Voyant que Leïla ne céderait pas, Samuel entra dans la salle de bain sans insister d'avantage. Le médecin commença à déboutonner son pantalon pour aller se doucher tandis que l'infirmière patienta dans la chambre même si elle avait plus qu'envie d'aller le rejoindre dans cette salle de bain, mais il ne fallait pas qu'elle cède, sinon leur problème ne se résoudrait jamais si elle lui pardonnait toujours. 10 mins plus tard, Samuel ressorti de la salle de bain portant un simple boxer n'ayant pas de vêtements de rechange. L'esprit plus clair libéré d'une grande partie de l'effet de l'alcool. Le médecin fut rassuré de voir que Leïla était toujours présente dans la chambre assise dans l'un des deux fauteuils que disposait la chambre.  
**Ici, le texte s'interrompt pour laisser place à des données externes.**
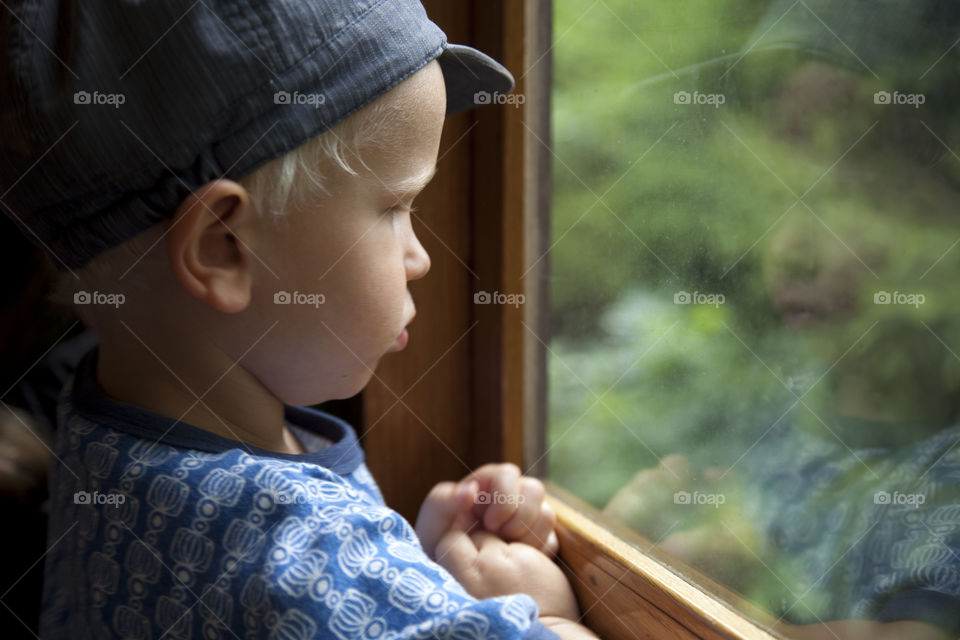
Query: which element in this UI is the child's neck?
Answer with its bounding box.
[97,336,306,453]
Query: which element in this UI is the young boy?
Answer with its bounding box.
[0,0,593,639]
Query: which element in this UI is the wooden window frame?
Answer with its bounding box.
[358,0,777,640]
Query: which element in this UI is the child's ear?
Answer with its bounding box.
[167,179,254,313]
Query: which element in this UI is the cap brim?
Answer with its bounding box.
[437,44,513,115]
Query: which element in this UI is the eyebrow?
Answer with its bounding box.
[387,165,437,196]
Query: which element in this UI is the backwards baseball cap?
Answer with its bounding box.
[0,0,513,268]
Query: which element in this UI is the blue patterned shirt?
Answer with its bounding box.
[40,349,557,640]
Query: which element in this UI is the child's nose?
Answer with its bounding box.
[404,232,430,280]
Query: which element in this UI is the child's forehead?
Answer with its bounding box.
[0,0,513,269]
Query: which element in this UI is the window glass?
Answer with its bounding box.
[545,0,960,635]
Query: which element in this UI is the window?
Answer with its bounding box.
[361,0,960,639]
[545,0,960,632]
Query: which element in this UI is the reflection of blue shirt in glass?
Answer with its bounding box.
[41,350,556,640]
[749,416,960,634]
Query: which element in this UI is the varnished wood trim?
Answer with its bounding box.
[548,484,780,640]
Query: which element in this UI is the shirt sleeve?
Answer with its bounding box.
[233,464,557,640]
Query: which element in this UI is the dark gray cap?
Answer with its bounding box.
[0,0,513,268]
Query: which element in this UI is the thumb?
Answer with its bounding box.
[414,480,478,558]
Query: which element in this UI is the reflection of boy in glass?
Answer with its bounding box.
[607,2,960,638]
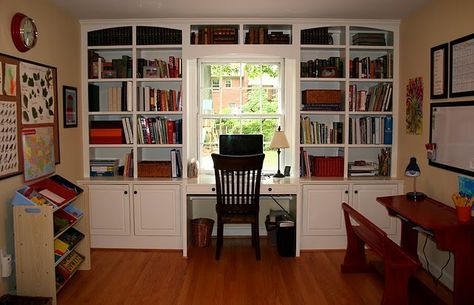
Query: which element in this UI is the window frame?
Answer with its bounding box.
[195,57,291,174]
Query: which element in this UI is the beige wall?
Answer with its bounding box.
[398,0,474,205]
[0,0,82,295]
[398,0,474,286]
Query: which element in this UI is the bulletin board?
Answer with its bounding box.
[0,53,60,179]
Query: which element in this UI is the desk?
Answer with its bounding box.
[182,175,301,256]
[377,195,474,305]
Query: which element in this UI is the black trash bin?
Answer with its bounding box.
[277,220,296,257]
[191,218,214,248]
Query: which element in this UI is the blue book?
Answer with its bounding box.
[383,116,393,145]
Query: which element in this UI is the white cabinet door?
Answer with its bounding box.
[88,184,130,236]
[133,184,181,235]
[302,184,349,235]
[351,184,398,235]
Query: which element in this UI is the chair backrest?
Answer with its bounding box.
[211,154,265,212]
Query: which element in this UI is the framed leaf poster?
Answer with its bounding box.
[0,53,60,179]
[18,55,60,164]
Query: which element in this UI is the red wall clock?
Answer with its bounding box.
[11,13,38,52]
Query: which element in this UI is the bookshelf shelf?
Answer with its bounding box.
[84,24,184,178]
[299,25,398,177]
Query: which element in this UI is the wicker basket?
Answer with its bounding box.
[191,218,214,247]
[138,161,171,177]
[303,89,342,104]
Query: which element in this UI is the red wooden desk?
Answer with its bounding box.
[377,195,474,305]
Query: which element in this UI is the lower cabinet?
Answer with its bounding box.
[87,183,182,249]
[301,181,403,249]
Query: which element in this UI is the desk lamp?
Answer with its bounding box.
[270,126,290,178]
[405,157,425,201]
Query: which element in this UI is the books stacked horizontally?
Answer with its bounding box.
[352,33,386,46]
[54,228,84,262]
[301,89,344,111]
[89,159,119,177]
[349,161,378,177]
[89,120,127,144]
[137,26,182,45]
[56,250,84,287]
[300,117,344,144]
[300,150,344,177]
[301,27,333,45]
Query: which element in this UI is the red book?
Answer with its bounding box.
[166,120,175,144]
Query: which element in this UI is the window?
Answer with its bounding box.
[198,60,284,172]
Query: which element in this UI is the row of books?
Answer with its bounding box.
[170,148,183,178]
[137,55,183,78]
[349,116,393,145]
[349,53,393,78]
[89,159,120,177]
[137,116,183,144]
[55,250,85,288]
[122,151,134,177]
[349,83,393,111]
[300,149,344,177]
[137,86,183,111]
[352,33,387,46]
[245,27,290,44]
[53,205,84,236]
[88,81,133,112]
[301,27,333,45]
[349,160,379,177]
[301,101,344,111]
[87,26,132,46]
[191,26,239,44]
[54,227,84,262]
[300,56,344,78]
[300,117,344,144]
[89,120,127,144]
[88,50,132,79]
[137,26,182,45]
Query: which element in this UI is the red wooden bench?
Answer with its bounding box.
[341,202,420,305]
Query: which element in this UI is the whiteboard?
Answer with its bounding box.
[429,102,474,176]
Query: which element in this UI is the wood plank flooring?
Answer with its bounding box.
[58,238,383,305]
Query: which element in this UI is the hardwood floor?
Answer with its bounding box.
[58,238,383,305]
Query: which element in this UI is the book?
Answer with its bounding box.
[88,84,100,112]
[383,115,393,145]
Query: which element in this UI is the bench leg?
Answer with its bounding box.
[341,225,370,273]
[381,261,415,305]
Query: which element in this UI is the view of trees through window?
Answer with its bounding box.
[199,61,284,171]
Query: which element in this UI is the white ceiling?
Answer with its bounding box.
[51,0,433,19]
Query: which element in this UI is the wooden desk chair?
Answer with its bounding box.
[211,154,265,260]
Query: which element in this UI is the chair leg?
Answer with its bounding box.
[216,218,224,260]
[252,220,260,261]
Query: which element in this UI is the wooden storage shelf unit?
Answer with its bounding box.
[12,175,90,304]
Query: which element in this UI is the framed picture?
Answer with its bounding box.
[449,33,474,97]
[63,86,77,128]
[430,43,448,99]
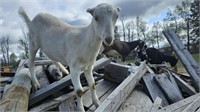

SAMUEL : (s'approchant de Leïla) Merci d'être resté.


Leïla s'appuya sur les accoudoirs du fauteuil afin de se relever avant que Samuel ne s'approche trop près d'elle et qu'elle se cède vraiment à la tentation. Lorsqu'une douleur vive apparue au bas du dos de l'infirmière ce qui l'a fit grimacer. Un rictus qui n'échappa pas au médecin. 


SAMUEL : (Attrapant les bras de Leïla de peur qu'elle ne tombe, inquiet) Ça va ? 


LEÏLA : (se libérant de l'emprise de Samuel) Oui, juste une douleur lombaire. Je vais rentrer à la maison me reposer et ça ira mieux. 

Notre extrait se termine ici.